Hace
muchos años, en Navidad, un conferenciante ateo recorría las campiñas y
sembraba la duda entre los sembradores. Lo hacía tratando de probar que es poco
razonable creer en Dios y considerar que la Biblia es su palabra.
Una noche muy
fría, el conferenciante, creyéndose dueño de la situación ante cierto número de
personas, lanzó un desafío al Dios Todopoderoso, exclamando:
-¡Si
hay un Dios, que se revele a sí mismo y me quite la vida en este instante! Como
no sucedía nada, se dirigió a sus oyentes y añadió: ¡Lo ven! ¡No hay Dios!
-Señor,
usted perdone mi atrevimiento, ya que soy una mujer inculta y no sé replicar a sus
argumentos; su saber es muchísimo mayor que el mío. Usted es un hombre
instruido, mientras que yo soy solo una simple campesina.
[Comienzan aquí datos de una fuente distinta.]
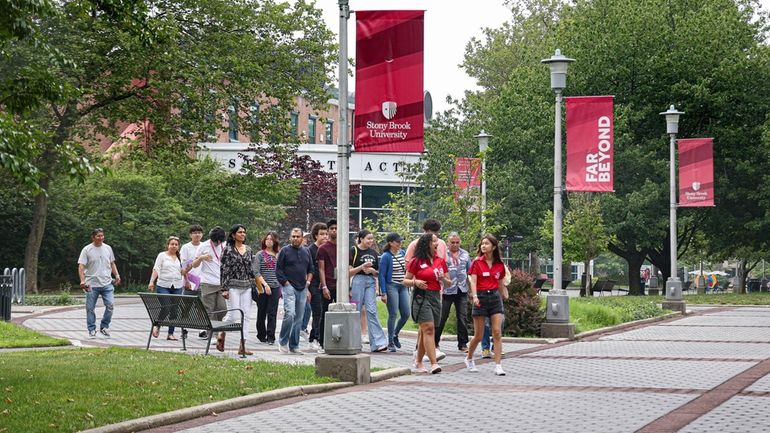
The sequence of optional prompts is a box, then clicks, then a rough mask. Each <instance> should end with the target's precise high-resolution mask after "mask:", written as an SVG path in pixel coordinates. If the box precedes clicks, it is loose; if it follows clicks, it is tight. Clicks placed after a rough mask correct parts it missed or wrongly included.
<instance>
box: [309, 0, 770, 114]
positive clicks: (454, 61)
mask: <svg viewBox="0 0 770 433" xmlns="http://www.w3.org/2000/svg"><path fill="white" fill-rule="evenodd" d="M761 3H762V5H763V8H764V9H765V10H768V8H770V0H761ZM316 5H317V7H320V8H321V9H322V10H323V14H324V19H325V20H326V24H327V26H329V28H330V29H331V30H332V31H334V33H335V34H336V33H337V32H338V31H339V6H338V4H337V1H336V0H319V1H318V2H317V3H316ZM350 9H351V10H353V11H355V10H386V9H424V10H425V90H427V91H429V92H430V93H431V95H432V96H433V107H434V113H435V112H438V111H442V110H444V109H446V108H448V105H447V104H446V102H445V101H446V96H447V95H450V94H451V95H452V96H453V97H455V98H460V97H462V95H463V92H464V91H465V90H475V89H477V88H478V86H476V81H475V80H474V79H472V78H471V77H469V76H468V75H466V73H465V70H464V69H463V68H460V67H459V65H460V63H462V61H463V56H464V54H465V46H466V45H467V44H468V41H470V40H471V38H472V37H474V36H475V37H477V38H480V37H481V36H482V29H483V28H485V27H499V26H500V25H501V24H502V23H503V22H505V21H507V20H508V19H509V18H510V16H511V13H510V11H509V10H508V9H507V8H505V7H504V6H503V0H474V1H471V2H458V1H453V0H350ZM355 31H356V28H355V14H351V16H350V20H349V21H348V41H349V43H348V57H355V53H356V38H355ZM544 73H545V72H544ZM348 86H349V89H350V91H351V92H352V91H354V90H355V82H354V81H351V82H350V83H349V85H348Z"/></svg>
Como usted tiene una
inteligencia muy grande, le ruego me responda a lo que le preguntaré.
Yo
creo en Jesucristo hace muchos años, y precisamente llegando estas fechas
navideñas todos los que en Él creemos, recordamos que vino a nacer a este mundo
para darnos la salvación de la vida eterna. Quiero decirle que me regocijo en
la salvación que Él me dio, y aunque inculta, he aprendido a leer un poquito y
hallo gran gozo en la lectura de la Biblia. Dígame, por favor, si he perdido algo.
La
concurrencia esperaba ansiosamente la respuesta. El incrédulo pensó durante
varios minutos y finalmente respondió: -Pues, señora, usted no habrá perdido absolutamente nada.
-Caballero,
continuó la campesina, usted ha sido muy amable al responder a mi pregunta. Pero
permítame formularle otra. Cuando llegue la hora de su muerte, si usted
descubre que la Biblia dice la verdad; que hay un Dios; que Jesús es el Hijo de
Dios; que existe el cielo y también el infierno...; dígame, señor, ¿qué habrá
perdido usted?
Inmediatamente,
la concurrencia, de un salto, se puso en pie y aclamó a la campesina. El
conferenciante no halló ninguna respuesta.